Consumer researchers say the answer is a pretty overwhelming affirmative. Researchers have found that smell effects consumer thoughts and spending behavior, product judgements (pdf), judgements on store environments and intentions on visiting stores.
More recently, a study published in January (pdf) in the International Journal of Marketing Studies surveyed 400 customers and examined the effect of the presence and absence of an ambient scent on customers. Researchers reaffirmed that customers “felt greater pleasure and stimulation, expressed intention to revisit the store and spent more in a scented environment than in an unscented one.”
“Smell is one of the most unique of human senses,” said Jennifer Dublino, vice president of development at ScentWorld Events, the scent marketing industry’s US-based trade group. “Scent enters the limbic system [of the brain] and bypasses all of the cognitive and logical thought processes and goes directly to the emotional and memory areas of the brain. There’s an instant effect on the customer.”
According to Dublino, the global scent marketing industry is growing at a rate of 15% per year. Asia is the fastest-growing market, with Latin America and the Middle East following closely behind.
So how do you actually use scents to sell?
“We look for inspiration in everything from the customer’s overall corporate objectives right down to store material or the types of employee interaction with their consumers,” wrote Ed Burke, director of marketing and communications for ScentAir, a major US-based scent marketing company, in an e-mail to Quartz.
When a brand approaches ScentAir, Ed Burke, the company’s director of marketing and communications explains, the company’s fragrance development team tests different ingredients to arrive at a scent that most adequately suits that brand’s image. Scents are broken up into “families” ranging from aromatic to woody and attributes range from clean to warm. The best scents for a retailer may vary based on the image that store is trying to portray, Burke explains. ScentAir has 80,000 client locations in 109 countries—major customers include United Colors of Benetton and Hugo Boss.
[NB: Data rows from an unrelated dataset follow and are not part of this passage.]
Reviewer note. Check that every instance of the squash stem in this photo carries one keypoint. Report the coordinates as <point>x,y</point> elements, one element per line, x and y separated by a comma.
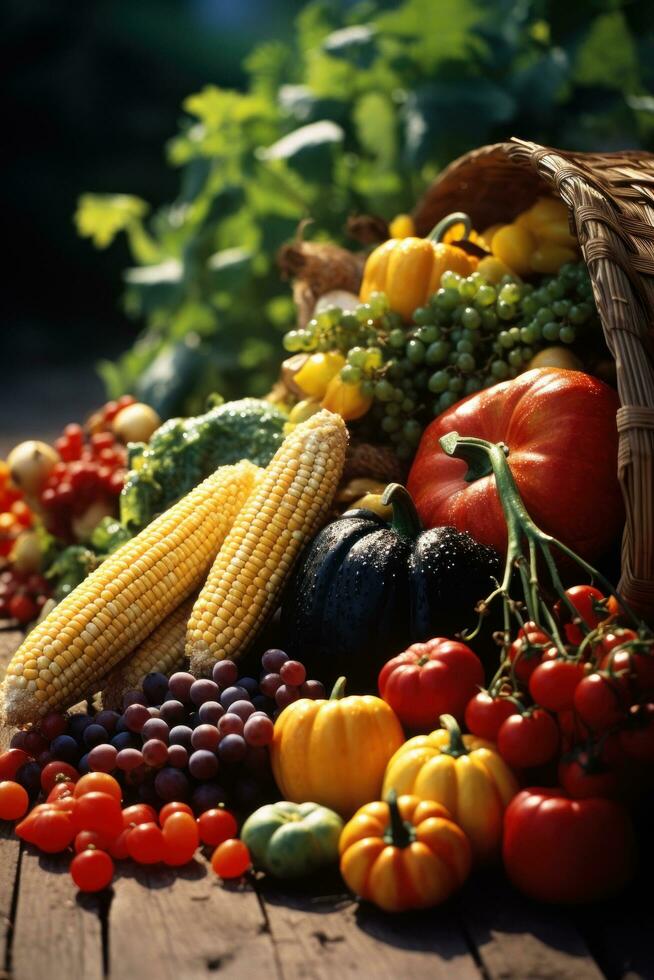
<point>456,748</point>
<point>444,225</point>
<point>338,690</point>
<point>405,520</point>
<point>400,833</point>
In fact, scent has been found to be such an effectively subtle means of boosting sales, a new question has emerged: Is it ethical?
“Scent affects mood and scent affects emotion,” says Kevin Bradford, a marketing professor at the University of Notre Dame’s Mendoza College of Business told Canada’s Globe & Mail recently. “It works without you having the opportunity to filter it. To me, that is extremely unethical.”